Ни зверя, ни птицы не видел никто на этой горе. Не растет на ней ни дерево, ни куст, ни веточка вереска. Даже солнце, закончив дневные труды, уходя на покой, обходит эту гору стороной. Даже луна, выходя в ночной дозор, старается не задевать эту гору своим краем. Нет на ней ничего живого. Даже репейник не прорастает в ее камни своими корнями.
Называют в народе ту гору Лысой. И передают из поколения в поколение легенду, связанную с этим недобрым местом.
В древней Феодосии, которая носила в то время имя Кафа и, как и вся солнечная Таврия, стонала под турецким игом, жил в этом славном городе богатый, знатный хан по имени Ахмед Назы. В праздности и лени проходила его жизнь. От его пьяных безумств страдал весь город, о его разгуле судачили люди, качая головами. Взрослел Ахмед Назы, тяжелел, старел, не мог больше вскочить в седло, чтобы уйти в военный поход, все больше ел и толстел, все больше пил и тяжелел от вина.
Кроме обжорства и пьянства было у Ахмеда еще одно любимое занятие. С утра до вечера проводил он время в своем гареме, куда собирал самых прекрасных наложниц со всего света. Ублажали они своего господина, умащивали его толстое тело благовониями, танцевали для него танец живота, пели прекрасные песни.
Много юных прелестниц было у него в гареме, но самой прекрасной была юная Святослава, взятая в полон на Руси. Так играла она на гуслях, что сердце останавливалось под эти прекрасные звуки. Каждое утро приводили красавицу Святославу к Ахмеду. Смотрел он тяжелым взглядом на ее нежный румянец, на тяжелые золотые косы, на гибкий девичий стан, на алые вишни губ, слушал ее нежный голосок, смотрел, как перебирает она струны гуслей своими тонкими пальчиками, а тронуть не смел.

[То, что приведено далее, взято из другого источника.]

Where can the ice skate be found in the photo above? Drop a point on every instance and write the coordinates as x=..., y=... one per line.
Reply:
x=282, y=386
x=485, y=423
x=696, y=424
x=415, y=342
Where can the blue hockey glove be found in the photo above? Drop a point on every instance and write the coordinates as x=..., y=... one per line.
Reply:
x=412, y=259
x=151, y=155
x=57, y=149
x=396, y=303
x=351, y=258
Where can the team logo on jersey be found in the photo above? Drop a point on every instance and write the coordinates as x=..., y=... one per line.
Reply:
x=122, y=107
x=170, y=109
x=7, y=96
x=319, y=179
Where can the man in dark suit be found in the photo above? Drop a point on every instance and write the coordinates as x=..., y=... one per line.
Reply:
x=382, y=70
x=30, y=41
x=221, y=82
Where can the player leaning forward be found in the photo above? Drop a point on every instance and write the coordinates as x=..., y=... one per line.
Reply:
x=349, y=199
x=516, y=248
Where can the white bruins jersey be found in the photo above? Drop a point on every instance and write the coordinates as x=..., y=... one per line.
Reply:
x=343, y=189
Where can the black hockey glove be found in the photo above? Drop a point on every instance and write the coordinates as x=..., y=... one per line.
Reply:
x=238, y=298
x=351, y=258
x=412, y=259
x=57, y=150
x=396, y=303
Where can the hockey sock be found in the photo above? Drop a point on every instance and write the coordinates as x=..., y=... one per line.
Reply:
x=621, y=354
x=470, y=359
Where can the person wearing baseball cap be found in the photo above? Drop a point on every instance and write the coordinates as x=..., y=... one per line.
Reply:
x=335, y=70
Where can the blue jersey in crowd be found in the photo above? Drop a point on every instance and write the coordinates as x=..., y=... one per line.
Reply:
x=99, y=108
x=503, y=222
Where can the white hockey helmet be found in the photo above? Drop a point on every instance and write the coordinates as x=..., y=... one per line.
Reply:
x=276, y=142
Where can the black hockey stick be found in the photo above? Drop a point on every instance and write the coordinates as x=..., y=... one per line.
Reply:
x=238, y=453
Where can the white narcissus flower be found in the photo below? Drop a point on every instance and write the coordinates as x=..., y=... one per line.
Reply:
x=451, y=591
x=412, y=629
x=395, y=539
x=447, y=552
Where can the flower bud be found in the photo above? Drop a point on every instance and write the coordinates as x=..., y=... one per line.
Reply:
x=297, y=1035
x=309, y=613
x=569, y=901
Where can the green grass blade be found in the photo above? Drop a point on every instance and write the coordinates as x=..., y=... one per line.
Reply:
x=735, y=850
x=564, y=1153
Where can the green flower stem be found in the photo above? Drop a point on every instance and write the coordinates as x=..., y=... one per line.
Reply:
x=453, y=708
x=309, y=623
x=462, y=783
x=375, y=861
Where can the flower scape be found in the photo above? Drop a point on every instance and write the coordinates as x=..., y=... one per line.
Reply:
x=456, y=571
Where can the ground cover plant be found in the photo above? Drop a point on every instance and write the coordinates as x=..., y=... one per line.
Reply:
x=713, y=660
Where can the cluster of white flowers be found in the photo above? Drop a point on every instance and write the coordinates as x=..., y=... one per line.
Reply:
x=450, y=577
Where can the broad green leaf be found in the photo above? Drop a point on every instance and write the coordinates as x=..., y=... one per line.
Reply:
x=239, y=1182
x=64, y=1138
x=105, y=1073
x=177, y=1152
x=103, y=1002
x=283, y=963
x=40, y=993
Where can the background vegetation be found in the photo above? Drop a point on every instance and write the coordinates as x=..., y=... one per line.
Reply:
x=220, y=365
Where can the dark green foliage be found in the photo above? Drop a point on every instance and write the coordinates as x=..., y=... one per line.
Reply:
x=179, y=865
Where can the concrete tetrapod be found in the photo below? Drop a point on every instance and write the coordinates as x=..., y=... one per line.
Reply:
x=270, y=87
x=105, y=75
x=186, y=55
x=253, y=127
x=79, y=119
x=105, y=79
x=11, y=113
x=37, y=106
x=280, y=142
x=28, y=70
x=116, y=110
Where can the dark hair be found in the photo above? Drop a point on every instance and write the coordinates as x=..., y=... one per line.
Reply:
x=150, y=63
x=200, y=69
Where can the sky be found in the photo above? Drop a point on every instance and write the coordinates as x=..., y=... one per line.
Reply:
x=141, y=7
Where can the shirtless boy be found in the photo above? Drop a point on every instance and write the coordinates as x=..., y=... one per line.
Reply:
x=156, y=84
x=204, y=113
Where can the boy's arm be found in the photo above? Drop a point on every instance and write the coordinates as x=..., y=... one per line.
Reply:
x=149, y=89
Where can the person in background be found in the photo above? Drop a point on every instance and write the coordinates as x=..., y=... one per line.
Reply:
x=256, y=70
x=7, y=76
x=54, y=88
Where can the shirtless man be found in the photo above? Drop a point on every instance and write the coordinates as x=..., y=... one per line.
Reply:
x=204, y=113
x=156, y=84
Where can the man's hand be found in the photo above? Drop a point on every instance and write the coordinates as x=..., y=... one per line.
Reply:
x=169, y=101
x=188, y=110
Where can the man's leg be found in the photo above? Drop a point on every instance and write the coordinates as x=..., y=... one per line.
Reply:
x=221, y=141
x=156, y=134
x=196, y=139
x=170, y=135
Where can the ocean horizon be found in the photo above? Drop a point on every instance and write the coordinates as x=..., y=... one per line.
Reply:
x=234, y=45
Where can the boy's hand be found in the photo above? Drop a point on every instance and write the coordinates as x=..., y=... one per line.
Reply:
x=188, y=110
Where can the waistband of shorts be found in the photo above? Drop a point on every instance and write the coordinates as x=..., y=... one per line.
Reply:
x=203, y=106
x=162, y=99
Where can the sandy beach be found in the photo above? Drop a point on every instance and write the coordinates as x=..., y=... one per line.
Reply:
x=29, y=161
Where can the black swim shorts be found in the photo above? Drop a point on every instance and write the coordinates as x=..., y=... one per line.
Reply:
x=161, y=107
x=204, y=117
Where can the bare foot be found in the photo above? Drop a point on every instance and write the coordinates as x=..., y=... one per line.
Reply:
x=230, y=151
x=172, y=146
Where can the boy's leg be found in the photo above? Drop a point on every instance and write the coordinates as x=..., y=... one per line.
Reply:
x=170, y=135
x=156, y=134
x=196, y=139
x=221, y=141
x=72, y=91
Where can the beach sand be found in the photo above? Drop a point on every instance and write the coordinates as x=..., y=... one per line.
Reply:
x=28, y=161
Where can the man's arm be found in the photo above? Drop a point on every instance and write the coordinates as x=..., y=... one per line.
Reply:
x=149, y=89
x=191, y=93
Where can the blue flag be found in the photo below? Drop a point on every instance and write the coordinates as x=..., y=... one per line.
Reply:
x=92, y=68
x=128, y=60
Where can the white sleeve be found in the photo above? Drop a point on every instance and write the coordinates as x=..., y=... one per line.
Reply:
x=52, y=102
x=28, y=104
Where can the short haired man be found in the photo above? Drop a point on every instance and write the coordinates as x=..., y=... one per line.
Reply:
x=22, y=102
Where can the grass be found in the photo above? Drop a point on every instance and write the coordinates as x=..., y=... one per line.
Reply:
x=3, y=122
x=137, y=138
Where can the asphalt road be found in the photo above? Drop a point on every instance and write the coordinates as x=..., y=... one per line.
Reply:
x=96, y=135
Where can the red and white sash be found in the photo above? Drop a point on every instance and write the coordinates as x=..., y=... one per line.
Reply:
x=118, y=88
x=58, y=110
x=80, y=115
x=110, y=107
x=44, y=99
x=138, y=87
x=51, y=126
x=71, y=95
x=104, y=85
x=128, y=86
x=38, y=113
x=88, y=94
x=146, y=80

Так смотрела на него Святослава своим гордым взором, что робел старый сластолюбец, боялся даже пальцем прикоснуться к красавице. Только глаза опускал под ее синими очами, которые заставляли ныть и бешено стучать его равнодушное сердце.
Однажды запела Святослава перед своим господином, заиграла на гуслях, а он возьми да и усни. Только этого и ждала смелая невольница, вытащила из кармана парчового халата ключ от гарема, побежала к остальным невольницам и уговорила их совершить вместе дерзкий побег.